357 F2d 209 Mayrath v. Commissioner of Internal Revenue

357 F.2d 209

66-1 USTC P 9250

Martin MAYRATH and Rose Mayrath, Petitioners,

No. 21891.

United States Court of Appeals Fifth Circuit.

Feb. 17, 1966.

J. Edwin Fleming, James K. Rushing, Cecil A. Ray, Jr., Dallas, Tex., for petitioners.

Louis F. Oberdorfer, Asst. Atty. Gen., Lee A. Jackson, Atty., Dept. of Justice, Sheldon S. Cohen, Chief Counsel, Glen E. Hardy, Atty., I.R.S., Jeanine Jacobs, Harry Baum and Jerome I. Chapman, Attys., Dept. of Justice, Washington, D.C., for respondent.

Before JONES, Senior, Judge,* and GEWIN and BELL, Circuit Judges.

JONES, Senior Judge.


In this petition for reversal of a decision by the Tax Court, 41 T.C. 582 (1964), Mr.

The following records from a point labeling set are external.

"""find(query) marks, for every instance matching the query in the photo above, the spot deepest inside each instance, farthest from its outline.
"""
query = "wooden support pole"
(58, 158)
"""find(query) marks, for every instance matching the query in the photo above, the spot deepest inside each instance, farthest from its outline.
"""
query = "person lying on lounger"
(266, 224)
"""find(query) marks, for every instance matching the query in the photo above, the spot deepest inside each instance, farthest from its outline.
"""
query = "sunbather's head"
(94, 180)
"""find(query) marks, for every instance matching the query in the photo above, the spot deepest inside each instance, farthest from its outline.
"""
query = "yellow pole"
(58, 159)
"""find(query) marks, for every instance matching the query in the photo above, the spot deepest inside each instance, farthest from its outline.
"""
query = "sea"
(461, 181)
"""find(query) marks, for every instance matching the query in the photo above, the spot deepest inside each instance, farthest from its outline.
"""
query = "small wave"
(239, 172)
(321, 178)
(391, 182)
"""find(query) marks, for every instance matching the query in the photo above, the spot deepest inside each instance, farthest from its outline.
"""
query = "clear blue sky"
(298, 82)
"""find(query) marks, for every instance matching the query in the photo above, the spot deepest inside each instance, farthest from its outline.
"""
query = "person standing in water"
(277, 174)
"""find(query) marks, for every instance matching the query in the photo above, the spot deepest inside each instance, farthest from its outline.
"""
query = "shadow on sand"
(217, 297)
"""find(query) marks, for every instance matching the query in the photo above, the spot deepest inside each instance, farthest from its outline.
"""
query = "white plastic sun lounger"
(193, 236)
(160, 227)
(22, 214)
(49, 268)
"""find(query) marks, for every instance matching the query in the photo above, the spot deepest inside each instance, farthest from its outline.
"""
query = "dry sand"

Martin Mayrath contends that the Commissioner of Internal Revenue improperly disallowed a deduction on his tax return for 1956 and 1957 for research and experimental expenses. These expenses were incurred by the taxpayer in constructing a luxury house for his own occupancy in Dallas, Taxas. Mayrath claims that many of the features built into this residence were experimental and that he intended to exploit these new features in the commercial market. The Government asserts that the record shows that the construction of the house was a personal expense and had no connection with taxpayer's trade or business. Several minor issues involving trade or business expenses and depreciation deductions are also included in this petition and will be discussed near the end of the opinion. These minor deductions involve the tax years 1955, 1956, and 1957. Mrs. Rose Mayrath joins in this petition solely because of the joint tax returns filed by this couple in the tax years here in dispute. For convenience, Mr. Mayrath will hereinafter be referred to as the 'taxpayer' and 'petitioner.'


The deficiencies in income taxes paid amount to $5,687.23 for 1955, $33,029.13 for 1956, and $17,019.67 for 1957. The reason for most of the deficiencies in the latter two years is the disallowance of the deduction for research and experimental expenditures incurred while constructing the personal residence referred to above. We will deal with this issue first.

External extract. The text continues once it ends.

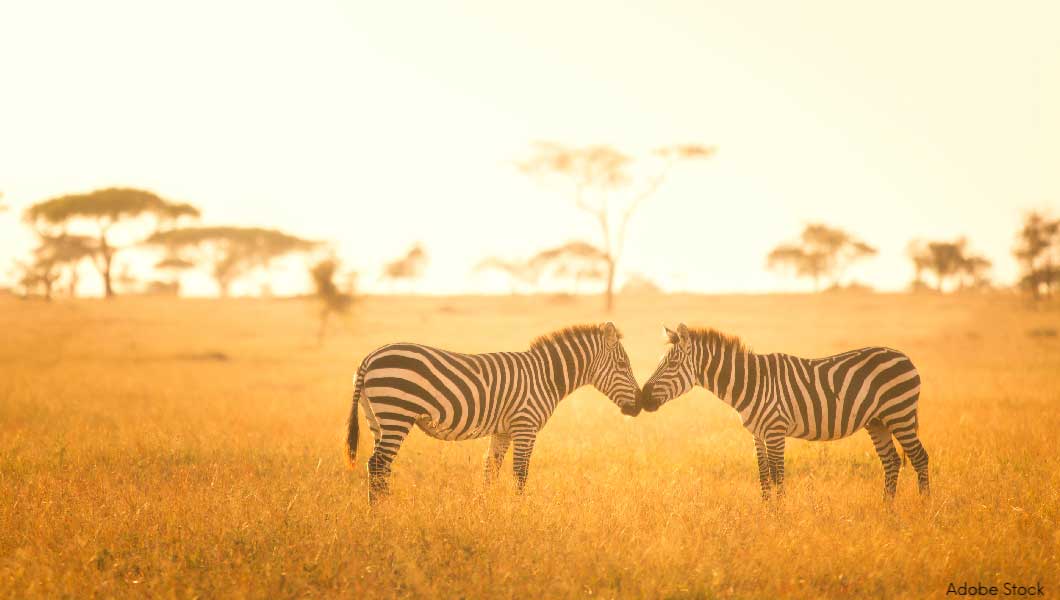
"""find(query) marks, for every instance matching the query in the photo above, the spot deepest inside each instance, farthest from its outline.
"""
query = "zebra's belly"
(447, 431)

For a detailed discussion of the facts involved reference should be made to the opinion of the lower court: 41 T.C. 582 (1964). For our purposes a short summation will suffice. Mr. Mayrath graduated from college in 1932 and held various jobs until his father's death in 1939, at which time he took over operation of the family farm in Kansas. While running the farm he began experimenting with grain augers. In 1944 he entered the farm implements business in earnest with his brothers by building grain augers for sale. Mayrath's grain auger was patented in 1949 and he has since been granted patents on various other farm implements. During the tax years in question $485,000 of the $530,000 in gross receipts reported by taxpayer were derived from the corporations controlled by him which produce and sell his patented farm machinery.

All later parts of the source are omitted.